A French official, who was not permitted to discuss the sensitive deliberations on the record, said that the steps taken against any country for failing to uphold the rule of law would apply retroactively from January 1, 2021.

French President Emmanuel Macron tweeted that the leaders “adopted a robust agreement on the mechanism to put in place, in respect of the rule of law. Europe moves forward, united, and displays its values.”

While acknowledging that national governments are in dire need of coronavirus funds, some warned of the dangers of delaying action yet again against Hungary and Poland, whose nationalist governments have been accused of undermining judicial independence and media freedoms.

Daniel Freund, the Green group negotiator on the rule of law in the European Parliament, warned that the compromise being discussed would put the system “on hold for 1-2 years.”

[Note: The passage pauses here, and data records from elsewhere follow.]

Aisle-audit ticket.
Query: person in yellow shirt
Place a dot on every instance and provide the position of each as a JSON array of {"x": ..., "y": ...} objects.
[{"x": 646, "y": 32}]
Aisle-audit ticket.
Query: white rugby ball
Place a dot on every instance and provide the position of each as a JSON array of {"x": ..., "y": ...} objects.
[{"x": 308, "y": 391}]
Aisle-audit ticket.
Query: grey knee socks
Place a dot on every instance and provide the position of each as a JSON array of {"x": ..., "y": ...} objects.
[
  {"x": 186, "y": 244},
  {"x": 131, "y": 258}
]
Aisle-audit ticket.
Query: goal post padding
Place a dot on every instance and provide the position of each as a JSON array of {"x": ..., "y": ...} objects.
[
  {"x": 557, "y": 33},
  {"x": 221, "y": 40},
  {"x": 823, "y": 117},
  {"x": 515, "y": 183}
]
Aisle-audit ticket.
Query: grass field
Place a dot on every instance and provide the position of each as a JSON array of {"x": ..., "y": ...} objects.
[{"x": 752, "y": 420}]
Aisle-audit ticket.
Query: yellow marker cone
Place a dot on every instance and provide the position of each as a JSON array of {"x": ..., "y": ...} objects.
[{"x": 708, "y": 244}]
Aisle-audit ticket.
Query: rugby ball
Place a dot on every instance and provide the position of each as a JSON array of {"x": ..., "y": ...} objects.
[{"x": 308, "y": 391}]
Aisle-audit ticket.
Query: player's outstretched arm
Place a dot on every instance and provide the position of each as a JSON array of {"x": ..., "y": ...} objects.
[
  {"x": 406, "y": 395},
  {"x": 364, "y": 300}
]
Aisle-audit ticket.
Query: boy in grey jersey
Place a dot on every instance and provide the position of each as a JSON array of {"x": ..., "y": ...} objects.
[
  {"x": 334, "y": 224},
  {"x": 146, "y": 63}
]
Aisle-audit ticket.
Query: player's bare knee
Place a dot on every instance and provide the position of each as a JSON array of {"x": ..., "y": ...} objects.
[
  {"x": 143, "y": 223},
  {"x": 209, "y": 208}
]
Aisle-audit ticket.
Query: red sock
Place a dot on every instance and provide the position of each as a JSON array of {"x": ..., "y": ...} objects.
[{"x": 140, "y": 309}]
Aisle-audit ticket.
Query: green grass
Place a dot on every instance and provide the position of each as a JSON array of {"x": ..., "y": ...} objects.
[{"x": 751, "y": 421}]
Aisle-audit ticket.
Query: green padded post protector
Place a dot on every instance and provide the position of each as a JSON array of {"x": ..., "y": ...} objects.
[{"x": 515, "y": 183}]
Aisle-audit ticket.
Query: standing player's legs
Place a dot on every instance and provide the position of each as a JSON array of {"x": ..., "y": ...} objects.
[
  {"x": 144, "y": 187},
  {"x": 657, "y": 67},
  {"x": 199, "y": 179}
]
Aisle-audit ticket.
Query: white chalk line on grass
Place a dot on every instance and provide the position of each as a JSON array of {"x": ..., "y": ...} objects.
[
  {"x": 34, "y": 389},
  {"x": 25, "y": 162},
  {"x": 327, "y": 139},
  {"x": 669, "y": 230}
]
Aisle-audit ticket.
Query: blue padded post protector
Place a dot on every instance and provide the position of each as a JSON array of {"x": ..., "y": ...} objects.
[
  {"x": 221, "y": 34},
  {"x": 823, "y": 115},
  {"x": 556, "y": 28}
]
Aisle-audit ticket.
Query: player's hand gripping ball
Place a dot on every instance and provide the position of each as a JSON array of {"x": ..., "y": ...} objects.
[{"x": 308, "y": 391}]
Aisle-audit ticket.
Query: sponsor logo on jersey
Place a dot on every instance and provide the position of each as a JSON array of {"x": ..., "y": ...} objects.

“Europe’s rule of law is in crisis,” he said, adding that EU members should not be pressing the European Commission to avoid enforcing “existing laws while judicial independence is abolished in Poland or billions of EU funds end up with Orban’s family and friends.”


Eve Geddie, Director of Amnesty International’s European Institutions Office said the delay “will allow for irreparable damage to the human rights of people in Poland and Hungary, and to the integrity of the rule of law across the EU.”

How did other EU leaders react?

German Chancellor Angela Merkel said it was a "great relief" that EU leaders passed the delayed €1.8 trillion budget and coronavirus recovery fund.

Charles Michel, president of the EU Council, made of up of leaders of European countries, broke the news of the budget agreement on Twitter on Thursday.

“Now we can start with the implementation and build back our economies," he wrote. "Our landmark recovery package will drive forward our green and digital transitions.”

Commission President Ursula von der Leyen said the agreement "underlined indeed Europe’s ability to come together and act" in the face of the "worst crisis" the bloc has faced.


The package includes the Multi-annual Financial Framework (MFF), the EU's seven-year budget, worth just under €1.1 trillion, and the €750 billion COVID-19 recovery fund, known as Next Generation EU.